Saphira aproximou-se e reprimiu um uivo. Pedaços de informação estavam a invadir a sua mente a uma velocidade espantosa. Fechou os olhos e, apenas quando aquele vendaval de imagens e palavras parou, permitiu-se a anunciar:
A cicatriz de Maraya é uma cópia simétrica da tua. São exactamente iguais; só a orientação é que muda. Estamos perante um fenómeno antigo, que só aconteceu uma vez.

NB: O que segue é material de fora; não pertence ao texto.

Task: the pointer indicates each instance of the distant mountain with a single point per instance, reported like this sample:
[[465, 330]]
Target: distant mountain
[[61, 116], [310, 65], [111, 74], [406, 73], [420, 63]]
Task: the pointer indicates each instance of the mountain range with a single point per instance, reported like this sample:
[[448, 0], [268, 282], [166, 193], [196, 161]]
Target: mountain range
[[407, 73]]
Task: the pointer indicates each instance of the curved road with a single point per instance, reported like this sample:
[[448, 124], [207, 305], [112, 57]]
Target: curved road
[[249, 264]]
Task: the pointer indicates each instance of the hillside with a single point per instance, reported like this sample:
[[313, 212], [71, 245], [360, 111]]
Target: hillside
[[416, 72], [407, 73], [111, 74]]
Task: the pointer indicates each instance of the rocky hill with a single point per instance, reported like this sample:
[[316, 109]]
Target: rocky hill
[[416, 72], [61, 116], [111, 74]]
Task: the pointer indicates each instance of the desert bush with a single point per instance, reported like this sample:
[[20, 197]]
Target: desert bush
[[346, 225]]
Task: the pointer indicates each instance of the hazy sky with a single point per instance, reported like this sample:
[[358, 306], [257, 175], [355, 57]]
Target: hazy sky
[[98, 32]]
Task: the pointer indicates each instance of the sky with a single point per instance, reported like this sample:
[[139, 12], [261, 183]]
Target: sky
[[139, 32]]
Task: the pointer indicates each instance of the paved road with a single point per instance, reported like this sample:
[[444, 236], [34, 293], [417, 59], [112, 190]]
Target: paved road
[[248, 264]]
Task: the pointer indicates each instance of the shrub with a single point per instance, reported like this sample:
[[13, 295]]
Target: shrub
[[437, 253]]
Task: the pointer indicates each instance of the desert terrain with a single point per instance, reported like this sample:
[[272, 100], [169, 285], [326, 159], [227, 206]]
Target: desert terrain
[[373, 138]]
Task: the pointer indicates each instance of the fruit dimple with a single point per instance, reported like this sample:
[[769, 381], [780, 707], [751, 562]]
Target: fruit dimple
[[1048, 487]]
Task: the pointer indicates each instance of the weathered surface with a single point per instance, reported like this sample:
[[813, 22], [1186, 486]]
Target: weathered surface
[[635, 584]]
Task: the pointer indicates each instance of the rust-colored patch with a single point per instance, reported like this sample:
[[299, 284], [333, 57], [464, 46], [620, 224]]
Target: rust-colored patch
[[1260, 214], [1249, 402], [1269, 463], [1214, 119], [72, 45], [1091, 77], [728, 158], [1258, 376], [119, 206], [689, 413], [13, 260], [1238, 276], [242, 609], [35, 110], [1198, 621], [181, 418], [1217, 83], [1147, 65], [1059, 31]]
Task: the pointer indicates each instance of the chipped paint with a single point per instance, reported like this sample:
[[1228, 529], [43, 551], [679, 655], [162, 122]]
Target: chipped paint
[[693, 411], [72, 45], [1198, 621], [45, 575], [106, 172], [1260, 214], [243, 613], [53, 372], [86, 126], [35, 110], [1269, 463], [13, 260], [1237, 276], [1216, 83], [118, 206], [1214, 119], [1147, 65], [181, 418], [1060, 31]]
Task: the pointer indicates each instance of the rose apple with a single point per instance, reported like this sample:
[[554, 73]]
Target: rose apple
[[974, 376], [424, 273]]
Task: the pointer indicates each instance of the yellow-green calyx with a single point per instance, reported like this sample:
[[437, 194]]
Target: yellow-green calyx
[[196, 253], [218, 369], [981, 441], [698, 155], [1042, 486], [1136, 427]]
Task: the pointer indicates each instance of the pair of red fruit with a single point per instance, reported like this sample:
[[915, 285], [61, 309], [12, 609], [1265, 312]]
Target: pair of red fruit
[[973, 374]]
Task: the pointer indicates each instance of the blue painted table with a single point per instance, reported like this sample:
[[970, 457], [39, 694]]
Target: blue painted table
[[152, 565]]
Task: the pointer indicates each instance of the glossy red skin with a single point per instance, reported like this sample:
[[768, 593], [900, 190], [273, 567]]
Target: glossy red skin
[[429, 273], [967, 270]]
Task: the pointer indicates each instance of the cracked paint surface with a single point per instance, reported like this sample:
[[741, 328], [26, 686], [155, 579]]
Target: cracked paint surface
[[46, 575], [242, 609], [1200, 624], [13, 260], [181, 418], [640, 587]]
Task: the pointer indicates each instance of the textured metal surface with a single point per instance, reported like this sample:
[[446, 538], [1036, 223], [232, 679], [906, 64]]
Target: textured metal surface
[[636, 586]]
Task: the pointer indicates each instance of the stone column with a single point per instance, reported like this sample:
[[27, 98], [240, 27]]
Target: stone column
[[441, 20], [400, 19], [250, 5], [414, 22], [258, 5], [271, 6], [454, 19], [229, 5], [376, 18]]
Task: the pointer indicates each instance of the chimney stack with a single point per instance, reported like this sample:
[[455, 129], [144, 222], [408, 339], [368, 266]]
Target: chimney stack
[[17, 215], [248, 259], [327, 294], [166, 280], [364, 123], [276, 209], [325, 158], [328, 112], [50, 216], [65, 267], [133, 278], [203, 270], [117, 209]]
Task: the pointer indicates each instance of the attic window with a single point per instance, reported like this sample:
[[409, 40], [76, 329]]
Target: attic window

Como é que isto aconteceu?, foi a pergunta que os dois humanos fizeram em uníssono.
Ao beijares a mão de Eragon, aquela que tem a marca dos Cavaleiros, desencadeaste uma reacção mágica, que culminou com uma multiplicação reduzida das capacidades de Eragon.
O que é que isso quer dizer?
A magia e a habilidade de Eragon aumentaram um pouco. Essa porção foi transferida para ti, Maraya. É por isso que consegues falar comigo e com Eragon, usando apenas a mente. Também por isso vais conseguir penetrar nas mentes mais fracas e utilizar magia. No entanto, não possuis a força dele. Então, o teu poder também é menor.
E que acontecimento é este?
Saphira recuou ligeiramente e disse, antes de se prostrar no chão, numa humilde vénia:
Ajoelha-te, Eragon, perante a Dama do Dragão.